The housing ombudsman said recently that “simmering anger at poor housing conditions” could boil over into social tension. Rayner said she was acutely aware too of the frustration of the younger generation, unable to buy a home or a social tenancy, with costs rising amid a decaying public realm and public services.

“It does worry me,” she said. “This is a generation that has not been given those opportunities, whether that’s through not having the industrial strategy, not having the investment in our public realm and public services.

“We’re doing that downpayment of investment now … whether that’s through the energy transition, which will bring us security as well for our energy needs, whether it’s the defence spending, which again is about security but will create thousands of skilled jobs. The construction industry, which means that those jobs will be available for people.

“It’s a government that’s going to do the hard yards to transform our economic outlook into the future.”

Another cost expected to increase significantly as a result of the spending review is council tax. It is expected to rise by 5% a year to pay for local services, though at councils’ discretion. Councils will receive a 1.1% increase in grant funding, but the spending review assumes spending power for councils would rise by 2.6% because of council tax rises.
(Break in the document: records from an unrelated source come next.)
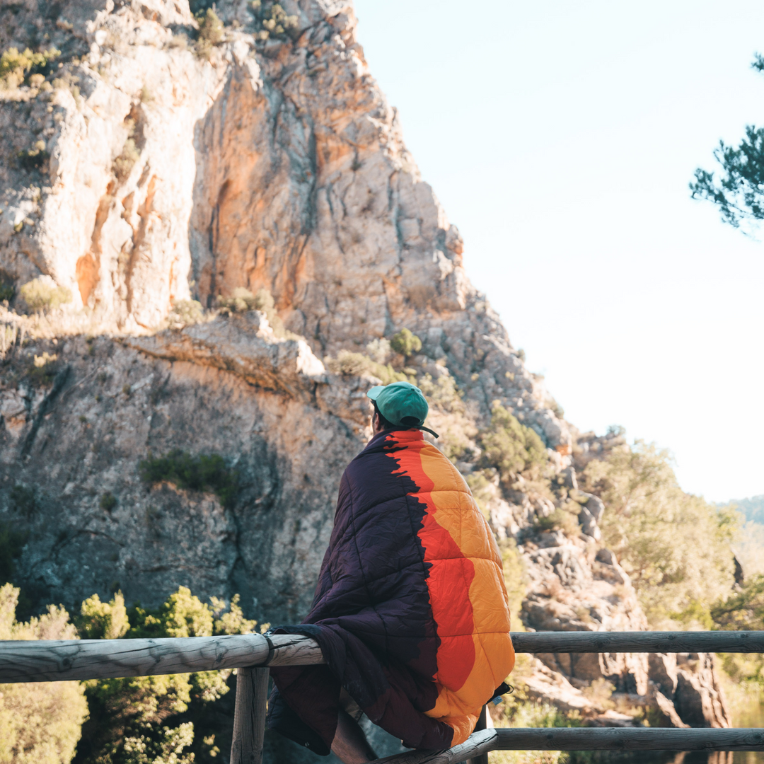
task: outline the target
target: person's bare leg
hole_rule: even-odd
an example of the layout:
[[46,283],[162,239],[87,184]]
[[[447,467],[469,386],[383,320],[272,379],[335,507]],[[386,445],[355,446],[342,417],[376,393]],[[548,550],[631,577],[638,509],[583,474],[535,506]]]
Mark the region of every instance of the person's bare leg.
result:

For many councils, that small increase will still mean running an austerity-level service, even if billions are being spent on long-term infrastructure. Rayner is a self-described “creature of local government” and said it was the start of a long process of easing the pressures.

But she admitted it would be “challenging” for councils, even with the 5% rise. Rayner said: “I completely understand what the councils have been through during the austerity years and you can’t undo 14 years in 10 months. But we’ve listened and we’re starting to do the recovery phase.”